Project 6 — Daily news brief (Stages 9, 11, 13)
A scheduled agent that produces a personalized daily briefing.
Daily 6am job:
1. For each topic the user follows:
- search_news(topic, since=yesterday)
- rank by importance (LLM judge)
- keep top 3
2. For each kept article:
- read_url
- summarize (2 sentences)
3. Compile briefing as markdown
4. Email or Slack
Personalization:
- User follows topics: { "AI safety", "Anthropic", "open-source LLMs" }
- User preferences: brief style, length cap, "skip these sources"
Patterns:
- Scheduled background agent (no real-time interaction).

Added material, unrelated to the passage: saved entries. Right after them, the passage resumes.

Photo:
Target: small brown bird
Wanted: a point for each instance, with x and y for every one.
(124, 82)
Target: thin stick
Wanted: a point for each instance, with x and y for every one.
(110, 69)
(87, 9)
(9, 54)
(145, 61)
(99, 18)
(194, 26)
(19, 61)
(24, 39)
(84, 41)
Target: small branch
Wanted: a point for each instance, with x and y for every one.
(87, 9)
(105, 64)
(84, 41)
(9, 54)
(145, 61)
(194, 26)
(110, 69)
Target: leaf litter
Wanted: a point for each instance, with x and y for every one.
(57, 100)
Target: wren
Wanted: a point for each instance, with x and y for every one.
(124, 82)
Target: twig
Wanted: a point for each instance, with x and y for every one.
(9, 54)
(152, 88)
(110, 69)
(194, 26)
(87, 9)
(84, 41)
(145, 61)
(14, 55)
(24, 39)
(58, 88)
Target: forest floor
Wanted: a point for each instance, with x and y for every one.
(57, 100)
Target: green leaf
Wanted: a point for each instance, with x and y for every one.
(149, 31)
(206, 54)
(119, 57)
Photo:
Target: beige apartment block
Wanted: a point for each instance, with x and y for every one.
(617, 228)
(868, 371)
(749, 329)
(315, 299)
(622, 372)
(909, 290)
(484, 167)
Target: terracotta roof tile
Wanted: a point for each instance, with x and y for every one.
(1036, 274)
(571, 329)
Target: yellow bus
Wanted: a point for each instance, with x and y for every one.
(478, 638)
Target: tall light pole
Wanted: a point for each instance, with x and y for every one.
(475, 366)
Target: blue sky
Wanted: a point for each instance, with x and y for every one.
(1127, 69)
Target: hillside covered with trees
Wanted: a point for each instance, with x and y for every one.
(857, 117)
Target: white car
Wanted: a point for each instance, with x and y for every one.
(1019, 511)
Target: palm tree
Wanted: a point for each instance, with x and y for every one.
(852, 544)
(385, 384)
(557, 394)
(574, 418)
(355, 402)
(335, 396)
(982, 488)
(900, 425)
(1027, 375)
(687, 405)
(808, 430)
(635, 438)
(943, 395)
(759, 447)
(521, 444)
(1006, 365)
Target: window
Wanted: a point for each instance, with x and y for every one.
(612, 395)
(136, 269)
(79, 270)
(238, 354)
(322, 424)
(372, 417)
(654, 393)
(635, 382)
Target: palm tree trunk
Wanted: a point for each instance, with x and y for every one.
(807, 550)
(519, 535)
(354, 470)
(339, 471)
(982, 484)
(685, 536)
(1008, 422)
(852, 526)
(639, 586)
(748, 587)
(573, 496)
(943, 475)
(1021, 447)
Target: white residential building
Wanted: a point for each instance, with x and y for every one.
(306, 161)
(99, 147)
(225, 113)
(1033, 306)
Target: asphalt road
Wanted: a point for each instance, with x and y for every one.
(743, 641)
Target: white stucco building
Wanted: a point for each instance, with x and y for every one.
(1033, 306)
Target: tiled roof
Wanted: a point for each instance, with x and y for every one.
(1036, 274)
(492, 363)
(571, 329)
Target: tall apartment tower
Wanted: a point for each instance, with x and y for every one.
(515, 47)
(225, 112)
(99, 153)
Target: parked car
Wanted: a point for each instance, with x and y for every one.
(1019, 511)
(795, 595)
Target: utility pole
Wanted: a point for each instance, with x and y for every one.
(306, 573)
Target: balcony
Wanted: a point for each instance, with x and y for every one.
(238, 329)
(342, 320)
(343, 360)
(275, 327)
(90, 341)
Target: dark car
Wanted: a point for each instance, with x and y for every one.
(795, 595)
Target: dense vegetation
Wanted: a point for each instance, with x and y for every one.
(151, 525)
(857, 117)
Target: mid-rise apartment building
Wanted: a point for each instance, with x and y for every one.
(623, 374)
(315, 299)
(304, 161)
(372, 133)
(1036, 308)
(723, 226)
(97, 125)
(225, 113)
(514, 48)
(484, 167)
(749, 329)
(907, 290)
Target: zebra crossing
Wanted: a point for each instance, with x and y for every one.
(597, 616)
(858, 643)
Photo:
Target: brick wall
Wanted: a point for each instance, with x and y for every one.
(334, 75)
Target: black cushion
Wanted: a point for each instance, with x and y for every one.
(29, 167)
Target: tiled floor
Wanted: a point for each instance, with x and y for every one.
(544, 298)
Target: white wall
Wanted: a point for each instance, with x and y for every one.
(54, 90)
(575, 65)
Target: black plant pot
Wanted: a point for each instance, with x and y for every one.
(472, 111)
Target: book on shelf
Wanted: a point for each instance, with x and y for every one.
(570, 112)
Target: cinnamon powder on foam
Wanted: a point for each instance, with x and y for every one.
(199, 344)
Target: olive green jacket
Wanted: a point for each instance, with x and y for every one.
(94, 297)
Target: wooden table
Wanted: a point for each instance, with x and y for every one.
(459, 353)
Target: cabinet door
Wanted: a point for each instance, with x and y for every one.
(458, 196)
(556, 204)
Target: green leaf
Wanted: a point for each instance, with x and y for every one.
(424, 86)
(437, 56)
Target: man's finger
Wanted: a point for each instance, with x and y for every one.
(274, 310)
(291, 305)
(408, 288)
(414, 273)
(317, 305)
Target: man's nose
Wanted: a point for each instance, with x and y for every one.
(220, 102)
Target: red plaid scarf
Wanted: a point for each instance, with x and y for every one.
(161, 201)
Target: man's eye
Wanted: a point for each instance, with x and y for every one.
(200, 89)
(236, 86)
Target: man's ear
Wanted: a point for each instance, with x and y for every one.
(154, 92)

- Output is a file, not a chat — different UX.
- Cost is bounded by topics × frequency; predictable.
- Easy to share-out: a static daily HTML page.
Project 7 — On-device summarizer (Stages 7, 12, 13)
A summarization tool running fully on a Mac via MLX.
Stack:
- mlx-lm for inference (Apple Silicon)
- 4-bit quantized Llama-3.2-3B or Phi-4
- Local web UI (FastAPI + simple HTML)
- No network calls — fully offline
Use cases:
- Summarize a long email
- Extract action items from a meeting transcript
- Bullet-point a long article
Why this matters:
- Privacy: no data leaves the device.
- Cost: zero per-call.
- Latency: instant.
- Demonstrates the on-device frontier (Stage 7 — frontier architectures).
Project 8 — Eval harness (Stages 9, 13)
Infrastructure project: build a reusable LLM eval harness.
Features:
- Datasets: load (q, expected, metadata) tuples from JSON/CSV.
- Runners: invoke any LLM (LiteLLM-style abstraction).
- Metrics: exact match, F1, semantic similarity, LLM-judge.
- Reporting: per-case + aggregate; HTML output; W&B integration.
- CI: run on PR; block if regression beyond threshold.
- History: track metric trends over time.
Look at promptfoo, DeepEval, Inspect for inspiration. Building one from scratch teaches what evals actually require.
Bonus: open-source it.
Choose your project
For each project above, ask:
- Does it match my career direction (Track A / B / C)?
- Is it small enough to ship in 2–4 weeks?
- Is it useful enough to actually use after I ship it?
Pick one. Ship it. Write up what you learned. That’s the most important learning step in the entire path.